The basin is highly susceptible to fluvial flooding, tidal surges and cyclone-induced inundation driven by powerful systems like Cyclone Sidr and Cyclone Aila, with sea-level rise exacerbating saltwater intrusion and mangrove loss in the Sundarbans. Anthropogenic drivers include upstream damming and water diversion in the Ganges Basin and Brahmaputra Basin, land-use change around Dhaka and Kolkata, and extraction-induced subsidence that increases flood risk. Sediment starvation due to channel regulation alters deltaic accretion rates documented in floodplain geomorphology studies and interdisciplinary assessments by regional institutes.

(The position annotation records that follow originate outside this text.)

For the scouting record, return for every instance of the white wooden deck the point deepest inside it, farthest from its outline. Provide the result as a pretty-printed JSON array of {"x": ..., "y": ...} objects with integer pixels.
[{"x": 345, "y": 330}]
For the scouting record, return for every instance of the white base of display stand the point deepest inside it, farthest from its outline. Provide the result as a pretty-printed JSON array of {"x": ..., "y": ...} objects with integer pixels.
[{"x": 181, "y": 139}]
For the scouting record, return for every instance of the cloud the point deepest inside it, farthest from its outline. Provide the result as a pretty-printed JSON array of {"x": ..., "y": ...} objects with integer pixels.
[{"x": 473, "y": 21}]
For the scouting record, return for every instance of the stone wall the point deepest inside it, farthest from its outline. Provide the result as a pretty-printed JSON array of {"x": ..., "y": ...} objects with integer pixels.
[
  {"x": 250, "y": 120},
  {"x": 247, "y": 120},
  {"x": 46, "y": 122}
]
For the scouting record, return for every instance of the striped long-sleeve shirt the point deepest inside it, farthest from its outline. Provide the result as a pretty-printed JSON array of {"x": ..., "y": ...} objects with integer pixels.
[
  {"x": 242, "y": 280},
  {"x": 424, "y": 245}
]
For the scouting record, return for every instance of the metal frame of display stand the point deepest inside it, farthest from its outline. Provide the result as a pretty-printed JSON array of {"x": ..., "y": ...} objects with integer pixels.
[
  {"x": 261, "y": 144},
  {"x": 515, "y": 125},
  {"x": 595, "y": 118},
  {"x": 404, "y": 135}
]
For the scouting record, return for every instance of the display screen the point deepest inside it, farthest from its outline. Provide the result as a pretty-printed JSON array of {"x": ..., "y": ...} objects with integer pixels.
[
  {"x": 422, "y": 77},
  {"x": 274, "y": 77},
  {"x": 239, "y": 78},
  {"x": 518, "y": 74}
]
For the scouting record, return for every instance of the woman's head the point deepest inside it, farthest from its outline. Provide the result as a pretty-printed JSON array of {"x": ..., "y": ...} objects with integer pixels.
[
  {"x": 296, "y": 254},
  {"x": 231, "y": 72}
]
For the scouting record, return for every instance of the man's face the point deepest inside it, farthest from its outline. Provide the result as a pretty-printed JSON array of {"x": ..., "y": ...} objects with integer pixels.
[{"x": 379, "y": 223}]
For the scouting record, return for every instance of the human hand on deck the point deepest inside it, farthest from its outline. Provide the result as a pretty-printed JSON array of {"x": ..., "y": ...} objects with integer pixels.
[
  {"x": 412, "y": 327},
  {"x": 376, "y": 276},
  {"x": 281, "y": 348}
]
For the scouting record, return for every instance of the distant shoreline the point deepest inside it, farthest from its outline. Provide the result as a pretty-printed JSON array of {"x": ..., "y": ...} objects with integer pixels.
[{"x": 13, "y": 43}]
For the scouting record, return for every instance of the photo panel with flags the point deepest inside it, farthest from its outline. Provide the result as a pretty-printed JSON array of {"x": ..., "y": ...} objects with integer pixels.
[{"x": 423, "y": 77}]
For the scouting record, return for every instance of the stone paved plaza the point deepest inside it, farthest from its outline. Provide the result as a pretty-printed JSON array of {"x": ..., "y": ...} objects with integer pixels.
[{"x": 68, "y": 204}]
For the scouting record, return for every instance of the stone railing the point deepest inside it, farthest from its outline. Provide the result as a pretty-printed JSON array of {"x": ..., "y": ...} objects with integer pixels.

Dense population centers such as Dhaka, Kolkata, Khulna and Chittagong rely on basin resources for agriculture on fertile alluvial plains, aquaculture in estuarine systems, and ports serving Indian Ocean trade routes. The basin underpins rice and jute production historically linked to colonial-era markets like Calcutta and contemporary export networks managed by port authorities. Environmental hazards and resource competition have driven policy engagement by entities including national ministries and international development agencies addressing resilience, flood control infrastructure such as embankments around the Ganges Delta, and transboundary water diplomacy between India and Bangladesh.